L’avis de... Jean-Pierre Martignoni-Hutin est sociologue, rattaché au Groupe de recherche sur la socialisation (GRS), à la faculté d'anthropologie et de sociologie de Lyon 2. L'essentiel de ses travaux portent sur le jeu.
(Note de conjoncture du 4 juin 2010)
L’Arjel va délivrer ses premières licences pour les jeux d’argent en ligne : une étape importante dans la mise en place d’une politique des jeux cohérente.
D’ici quelques jours l’Arjel va attribuer ses premiers licences à une vingtaine d’opérateurs qui pourront exploiter les jeux d’argent en ligne, dans un premier temps les paris sportifs et ensuite le poker. C’est l’aboutissement d’un long processus. La loi relative “à l’ouverture à la concurrence et à la régulation du secteur des jeux d’argent ligne” a été votée à L’Assemblée Nationale le 6 avril 2010. Cette date marquera l’histoire des jeux en France. Elle constitue une étape importante dans la mise en place d’une politique des jeux cohérente, qui supprime les conflits d’intérêts. Certes, il y a eu des incidents de séance, des tentatives d’obstruction, des accusations politiciennes ( “les amis du Fouquet’s”) et des joutes rhétoriques qui relèvent du pur jeu parlementaire. Mais l’essentiel n’est là.
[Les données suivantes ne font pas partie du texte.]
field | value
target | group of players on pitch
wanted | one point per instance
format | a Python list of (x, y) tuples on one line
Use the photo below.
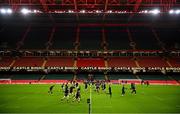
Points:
[(72, 90)]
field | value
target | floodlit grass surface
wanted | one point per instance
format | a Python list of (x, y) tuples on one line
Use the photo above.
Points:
[(35, 99)]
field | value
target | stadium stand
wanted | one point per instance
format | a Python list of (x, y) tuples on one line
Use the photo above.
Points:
[(5, 61), (121, 62), (152, 62), (90, 62), (142, 39), (28, 61), (60, 62), (31, 41), (10, 37), (26, 77), (169, 37), (99, 77), (63, 38), (82, 77), (175, 62), (120, 76), (58, 77), (154, 77)]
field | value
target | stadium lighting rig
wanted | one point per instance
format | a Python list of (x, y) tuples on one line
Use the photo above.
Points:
[(174, 11)]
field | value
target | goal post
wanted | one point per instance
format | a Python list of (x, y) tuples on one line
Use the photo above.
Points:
[(5, 81)]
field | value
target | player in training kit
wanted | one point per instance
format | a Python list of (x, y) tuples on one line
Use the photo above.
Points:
[(123, 91), (110, 92), (78, 95), (71, 89), (51, 89), (86, 85), (66, 93), (133, 88)]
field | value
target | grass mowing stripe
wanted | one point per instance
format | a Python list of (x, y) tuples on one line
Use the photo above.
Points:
[(35, 99)]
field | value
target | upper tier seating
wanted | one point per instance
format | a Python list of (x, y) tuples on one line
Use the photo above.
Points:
[(64, 38), (26, 77), (90, 62), (154, 77), (37, 38), (11, 35), (176, 77), (29, 61), (60, 61), (175, 62), (170, 37), (120, 76), (59, 77), (117, 38), (144, 38), (90, 38), (121, 62)]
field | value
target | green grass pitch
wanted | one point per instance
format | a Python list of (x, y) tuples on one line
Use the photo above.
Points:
[(34, 98)]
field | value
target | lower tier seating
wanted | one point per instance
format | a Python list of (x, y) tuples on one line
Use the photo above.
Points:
[(154, 77), (121, 62), (5, 62), (90, 62), (29, 61)]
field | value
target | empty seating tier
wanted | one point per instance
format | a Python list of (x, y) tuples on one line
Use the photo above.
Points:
[(5, 62), (37, 38), (90, 38), (90, 62), (121, 62), (29, 61), (117, 38), (59, 77), (60, 62), (154, 77), (120, 76)]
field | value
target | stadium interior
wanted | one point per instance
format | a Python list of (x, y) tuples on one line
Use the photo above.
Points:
[(51, 41), (90, 56)]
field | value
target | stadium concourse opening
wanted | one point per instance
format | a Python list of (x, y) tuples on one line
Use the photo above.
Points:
[(89, 56)]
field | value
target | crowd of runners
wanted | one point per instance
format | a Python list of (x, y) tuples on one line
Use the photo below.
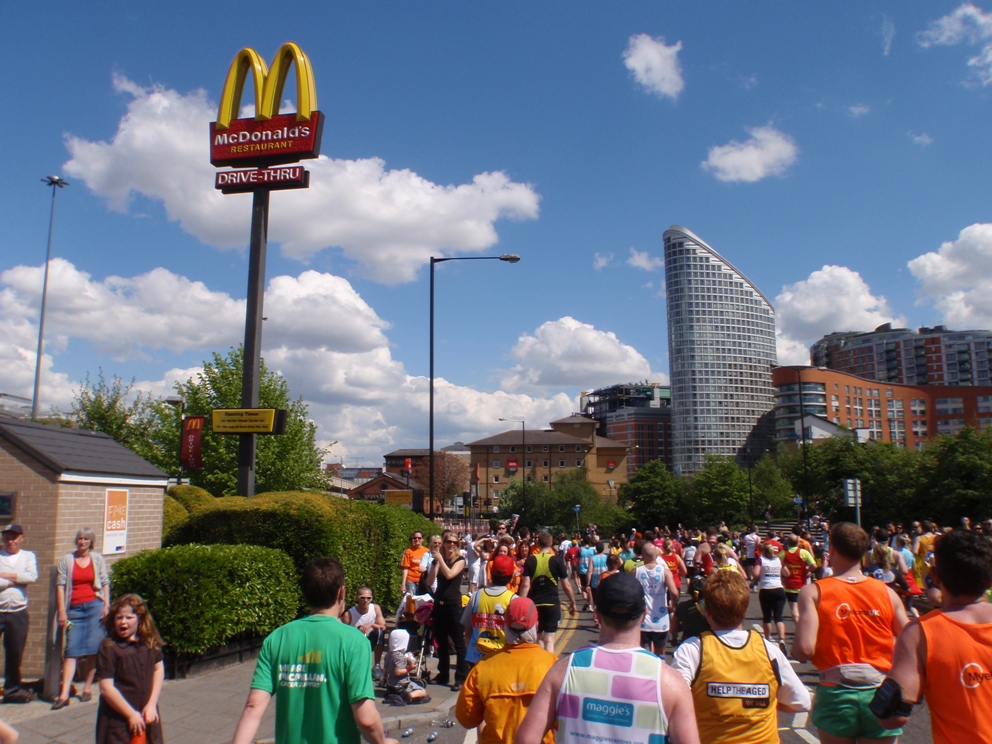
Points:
[(673, 661)]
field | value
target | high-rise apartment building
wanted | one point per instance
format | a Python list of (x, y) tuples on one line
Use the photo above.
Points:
[(721, 348), (638, 414), (932, 356)]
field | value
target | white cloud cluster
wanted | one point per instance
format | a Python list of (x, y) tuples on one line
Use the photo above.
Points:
[(967, 24), (834, 298), (769, 152), (645, 261), (957, 278), (389, 221), (655, 65), (567, 352)]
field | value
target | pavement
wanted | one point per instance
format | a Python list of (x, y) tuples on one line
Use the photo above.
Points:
[(203, 709)]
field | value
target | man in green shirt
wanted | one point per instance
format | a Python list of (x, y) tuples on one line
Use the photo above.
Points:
[(318, 669)]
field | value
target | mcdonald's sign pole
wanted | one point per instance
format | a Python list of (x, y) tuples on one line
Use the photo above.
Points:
[(267, 143)]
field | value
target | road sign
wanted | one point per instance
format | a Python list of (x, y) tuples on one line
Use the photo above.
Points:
[(248, 420)]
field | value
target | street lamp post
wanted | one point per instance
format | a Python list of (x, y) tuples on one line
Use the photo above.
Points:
[(523, 455), (179, 403), (56, 183), (509, 258)]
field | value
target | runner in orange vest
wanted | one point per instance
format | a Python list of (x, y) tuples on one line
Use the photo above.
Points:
[(847, 627), (946, 656)]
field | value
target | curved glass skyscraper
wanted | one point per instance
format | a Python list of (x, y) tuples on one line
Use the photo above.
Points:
[(721, 348)]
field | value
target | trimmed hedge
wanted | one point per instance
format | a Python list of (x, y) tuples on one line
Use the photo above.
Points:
[(173, 515), (192, 498), (368, 539), (204, 596)]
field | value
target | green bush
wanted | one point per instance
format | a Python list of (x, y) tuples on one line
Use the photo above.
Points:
[(173, 515), (191, 497), (368, 539), (204, 596)]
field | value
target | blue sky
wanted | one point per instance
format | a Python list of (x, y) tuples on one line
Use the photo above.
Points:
[(836, 154)]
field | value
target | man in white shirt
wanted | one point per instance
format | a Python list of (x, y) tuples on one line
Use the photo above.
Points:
[(18, 568)]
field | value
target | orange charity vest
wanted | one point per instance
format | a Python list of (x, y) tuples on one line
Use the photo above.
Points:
[(735, 692), (855, 624), (958, 684)]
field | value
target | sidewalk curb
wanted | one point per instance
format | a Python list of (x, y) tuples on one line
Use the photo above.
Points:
[(396, 724)]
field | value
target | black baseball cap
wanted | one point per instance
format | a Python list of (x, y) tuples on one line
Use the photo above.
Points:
[(620, 596)]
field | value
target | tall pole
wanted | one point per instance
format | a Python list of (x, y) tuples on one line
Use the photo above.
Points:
[(802, 433), (251, 362), (56, 183), (509, 258)]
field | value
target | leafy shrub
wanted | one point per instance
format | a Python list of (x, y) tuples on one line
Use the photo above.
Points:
[(191, 497), (174, 514), (204, 596), (368, 539)]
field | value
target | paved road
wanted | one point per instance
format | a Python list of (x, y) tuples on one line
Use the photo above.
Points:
[(794, 728)]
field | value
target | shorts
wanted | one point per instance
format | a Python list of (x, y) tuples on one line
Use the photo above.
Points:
[(652, 638), (84, 635), (843, 712), (548, 617)]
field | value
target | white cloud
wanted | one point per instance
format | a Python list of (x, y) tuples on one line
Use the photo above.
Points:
[(769, 152), (567, 352), (655, 65), (888, 34), (834, 298), (968, 24), (957, 278), (644, 260), (601, 260), (390, 221)]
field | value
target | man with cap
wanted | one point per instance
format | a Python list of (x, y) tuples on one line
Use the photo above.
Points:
[(18, 568), (483, 615), (613, 691), (499, 689)]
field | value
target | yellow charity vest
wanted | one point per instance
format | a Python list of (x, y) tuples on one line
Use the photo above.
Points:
[(487, 621), (735, 692)]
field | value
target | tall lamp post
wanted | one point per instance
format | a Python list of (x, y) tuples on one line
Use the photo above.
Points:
[(509, 258), (180, 404), (56, 183), (523, 455)]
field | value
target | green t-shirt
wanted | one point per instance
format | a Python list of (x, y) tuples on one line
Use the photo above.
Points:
[(316, 667)]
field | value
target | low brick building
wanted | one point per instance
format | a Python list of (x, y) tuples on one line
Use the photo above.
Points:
[(55, 480)]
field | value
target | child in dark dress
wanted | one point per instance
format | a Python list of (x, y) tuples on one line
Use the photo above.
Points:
[(131, 672)]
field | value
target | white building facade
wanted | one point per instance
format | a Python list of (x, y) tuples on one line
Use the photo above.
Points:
[(721, 349)]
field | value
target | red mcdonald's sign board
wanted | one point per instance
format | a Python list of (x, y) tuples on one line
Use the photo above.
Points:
[(191, 455)]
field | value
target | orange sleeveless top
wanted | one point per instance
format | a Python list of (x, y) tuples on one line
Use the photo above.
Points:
[(855, 624), (958, 685)]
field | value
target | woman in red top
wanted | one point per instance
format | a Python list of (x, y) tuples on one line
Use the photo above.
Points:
[(83, 592)]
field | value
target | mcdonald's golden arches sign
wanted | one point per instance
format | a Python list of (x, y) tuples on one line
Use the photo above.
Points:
[(269, 138)]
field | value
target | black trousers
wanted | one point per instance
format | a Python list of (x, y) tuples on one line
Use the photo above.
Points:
[(448, 629), (14, 628)]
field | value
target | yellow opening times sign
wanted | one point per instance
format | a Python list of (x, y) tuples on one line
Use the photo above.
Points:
[(248, 420)]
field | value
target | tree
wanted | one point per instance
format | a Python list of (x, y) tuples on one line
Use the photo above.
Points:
[(653, 495), (285, 462), (719, 492)]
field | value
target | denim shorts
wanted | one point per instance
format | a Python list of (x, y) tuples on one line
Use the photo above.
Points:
[(84, 635)]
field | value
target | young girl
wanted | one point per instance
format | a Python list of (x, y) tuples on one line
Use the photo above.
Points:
[(131, 674)]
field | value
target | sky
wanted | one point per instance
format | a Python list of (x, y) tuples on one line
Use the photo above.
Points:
[(837, 154)]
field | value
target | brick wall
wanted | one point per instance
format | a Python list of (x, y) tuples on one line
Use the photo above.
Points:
[(51, 513)]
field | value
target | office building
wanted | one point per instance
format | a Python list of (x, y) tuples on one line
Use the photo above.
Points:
[(721, 347), (638, 414), (907, 415), (930, 356)]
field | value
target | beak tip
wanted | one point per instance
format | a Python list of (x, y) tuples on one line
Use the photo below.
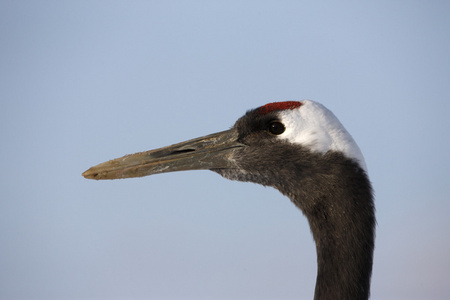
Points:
[(90, 174)]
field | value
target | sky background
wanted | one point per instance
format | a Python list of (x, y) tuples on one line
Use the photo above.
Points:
[(82, 82)]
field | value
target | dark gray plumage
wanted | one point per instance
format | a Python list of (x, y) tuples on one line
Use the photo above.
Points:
[(330, 188)]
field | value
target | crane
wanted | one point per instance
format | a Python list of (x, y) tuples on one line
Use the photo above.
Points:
[(301, 149)]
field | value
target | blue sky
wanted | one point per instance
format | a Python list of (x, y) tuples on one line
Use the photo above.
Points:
[(83, 82)]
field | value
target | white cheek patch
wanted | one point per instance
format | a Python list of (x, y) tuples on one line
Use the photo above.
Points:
[(312, 125)]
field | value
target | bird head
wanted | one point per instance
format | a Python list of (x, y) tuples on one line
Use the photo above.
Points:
[(279, 133)]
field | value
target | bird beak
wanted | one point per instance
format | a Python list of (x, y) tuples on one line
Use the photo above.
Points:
[(205, 153)]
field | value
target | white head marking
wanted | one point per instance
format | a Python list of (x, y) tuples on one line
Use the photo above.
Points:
[(314, 126)]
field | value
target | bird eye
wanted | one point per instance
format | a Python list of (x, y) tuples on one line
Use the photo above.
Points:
[(276, 128)]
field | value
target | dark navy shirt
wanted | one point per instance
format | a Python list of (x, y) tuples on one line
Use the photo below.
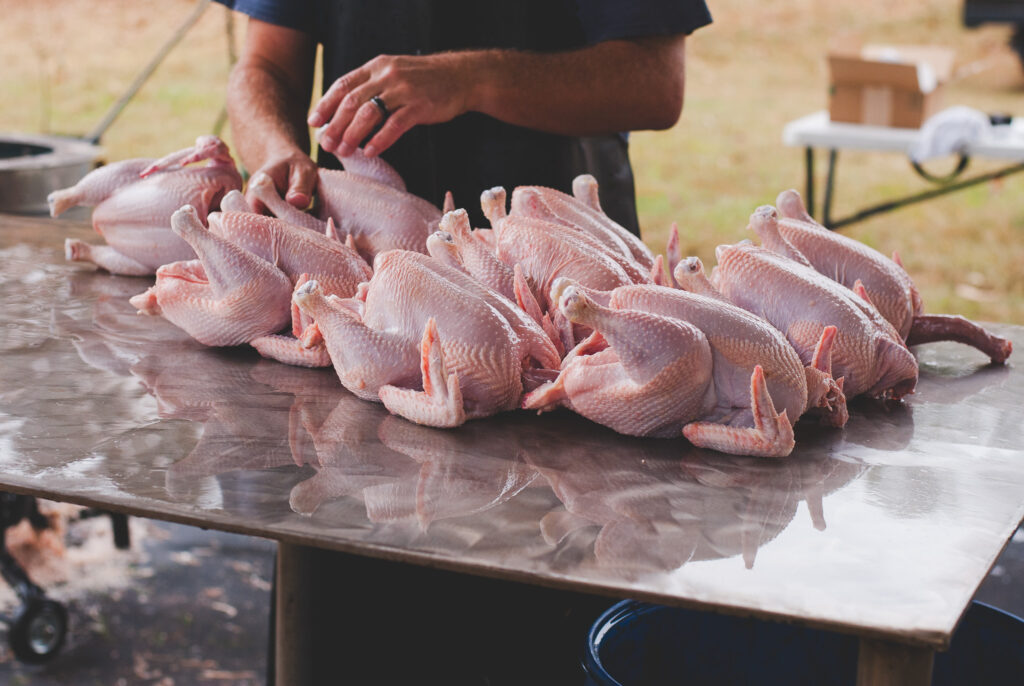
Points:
[(475, 152)]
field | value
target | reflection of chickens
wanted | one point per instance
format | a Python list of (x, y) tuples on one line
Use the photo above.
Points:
[(655, 513)]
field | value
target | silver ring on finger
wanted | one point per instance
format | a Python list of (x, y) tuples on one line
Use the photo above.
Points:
[(379, 103)]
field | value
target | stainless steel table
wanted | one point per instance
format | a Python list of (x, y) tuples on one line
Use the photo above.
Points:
[(883, 529)]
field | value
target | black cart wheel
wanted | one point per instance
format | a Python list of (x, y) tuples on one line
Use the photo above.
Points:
[(38, 631)]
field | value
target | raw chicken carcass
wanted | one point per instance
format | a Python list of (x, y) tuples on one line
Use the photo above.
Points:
[(302, 255), (656, 379), (882, 281), (458, 245), (582, 211), (739, 341), (867, 353), (295, 251), (134, 201), (369, 202), (546, 251), (228, 296), (430, 350)]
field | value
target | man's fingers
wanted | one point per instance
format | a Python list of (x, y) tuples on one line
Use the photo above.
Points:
[(393, 128), (324, 111), (301, 182), (367, 119), (332, 134)]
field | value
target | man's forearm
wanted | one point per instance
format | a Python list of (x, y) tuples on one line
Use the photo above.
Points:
[(267, 116), (619, 85)]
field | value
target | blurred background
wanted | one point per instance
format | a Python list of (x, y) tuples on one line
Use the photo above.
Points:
[(758, 67)]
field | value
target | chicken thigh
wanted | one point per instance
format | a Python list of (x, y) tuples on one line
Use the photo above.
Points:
[(134, 201), (228, 296)]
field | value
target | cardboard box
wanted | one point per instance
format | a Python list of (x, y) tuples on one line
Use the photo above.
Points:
[(887, 85)]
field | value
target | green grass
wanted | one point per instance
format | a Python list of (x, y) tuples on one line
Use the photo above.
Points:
[(758, 67)]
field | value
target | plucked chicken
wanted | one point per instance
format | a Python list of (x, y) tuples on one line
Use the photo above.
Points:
[(656, 378), (228, 296), (884, 282), (429, 349), (868, 354), (134, 201)]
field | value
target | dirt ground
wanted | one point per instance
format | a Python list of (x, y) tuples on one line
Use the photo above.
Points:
[(187, 607), (181, 606)]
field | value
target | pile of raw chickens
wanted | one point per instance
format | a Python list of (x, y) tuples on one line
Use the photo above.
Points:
[(553, 305)]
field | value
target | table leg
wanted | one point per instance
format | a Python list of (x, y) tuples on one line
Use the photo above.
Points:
[(829, 185), (809, 180), (888, 663), (293, 610)]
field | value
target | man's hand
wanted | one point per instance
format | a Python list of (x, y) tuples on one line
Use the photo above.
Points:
[(416, 89), (617, 85), (293, 170), (267, 94)]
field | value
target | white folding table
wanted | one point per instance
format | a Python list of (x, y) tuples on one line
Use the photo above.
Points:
[(816, 130)]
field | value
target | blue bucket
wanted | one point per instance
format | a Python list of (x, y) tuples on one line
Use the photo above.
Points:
[(640, 644)]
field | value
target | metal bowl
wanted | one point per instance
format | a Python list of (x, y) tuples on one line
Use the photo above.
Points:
[(32, 166)]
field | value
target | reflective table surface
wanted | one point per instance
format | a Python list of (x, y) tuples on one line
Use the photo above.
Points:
[(884, 528)]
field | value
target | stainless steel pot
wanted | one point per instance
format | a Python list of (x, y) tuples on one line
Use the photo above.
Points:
[(32, 166)]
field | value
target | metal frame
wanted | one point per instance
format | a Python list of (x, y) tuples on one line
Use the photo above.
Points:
[(946, 185)]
Députés et sénateurs ont beaucoup travaillé, comme en témoignent les milliers de pages des débats parlementaires. Les enjeux politiques, culturels et sociaux de cette légalisation ont été soulignés. C’est ce que l’histoire retiendra. Même s’il y a un important “dessous des cartes” dans ce dossier, c’est tout à l’honneur de la France – pays qui possède une histoire ludique riche et ancienne - d’avoir pris le temps d’organiser ces débats. La France n’est pas une république bananière. Il faut remonter à 1933 - instauration de la loterie nationale moderne - pour retrouver des échanges parlementaires aussi passionnés sur les jeux de hasard et d’argent. La question du jeu excessif, celle du jeu des mineurs et des personnes vulnérables, a été au centre de ces débats.
Une nouvelle architecture souhaitée par les parlementaires - et notamment par les sénateurs - a été mise en place pour traiter ces problématiques. Elle booste le Comité Consultatif des Jeux (CCJ), lui adjoint un observatoire des jeux (ODJ), deux commissions spécialisées et coordonne son action avec l’Arjel, l’autorité de régulation dirigée par Jean François Vilotte. La représentation nationale a semble-t-il compris qu’une saine régulation doit s’appuyer sur la recherche et l’expertise, séparer les compétences, si elle ne veut pas être accusée d’être partisane ou sous la pression des opérateurs ou d’autres acteurs du champ.
La légalisation des jeux d’argent sur Internet ne peut en effet que renforcer l’acuité des questions sociétales qu’entraîne l’économie du hasard (conséquences sociales , santé publique…). Comme ces problématiques (et notamment la question du jeu «excessif ») ont largement été mises en avant pour justifier l’ouverture « maîtrisée » des jeux en ligne, il convient que les conséquences du gambling ne soient pas instrumentalisées.
En aucune manière les opérateurs de jeux ne peuvent diligenter et financer des recherches sur l’impact de leur activité comme c’est le cas actuellement. Cela entraînerait un conflit d’intérêt intolérable. L’observatoire des jeux doit donc jouer un rôle central. Si c’est une coquille vide, il sera rapidement qualifié d’observatoire croupion. A l’heure ou certains questionnent le rôle ambigu joué par les experts dans d’autres dossiers (réchauffement climatique, grippe A H1N1, tabagisme passif…) il convient que l’observatoire des jeux possède les moyens de ses ambitions, afin de réaliser des mesures scientifiques et des recherches pluridisciplinaires indépendantes. Si l’Etat a le courage de jouer franc jeu dans ce dossier, il sera gagnant au bout du compte et évitera bien des critiques, contentieux et polémiques ultérieures.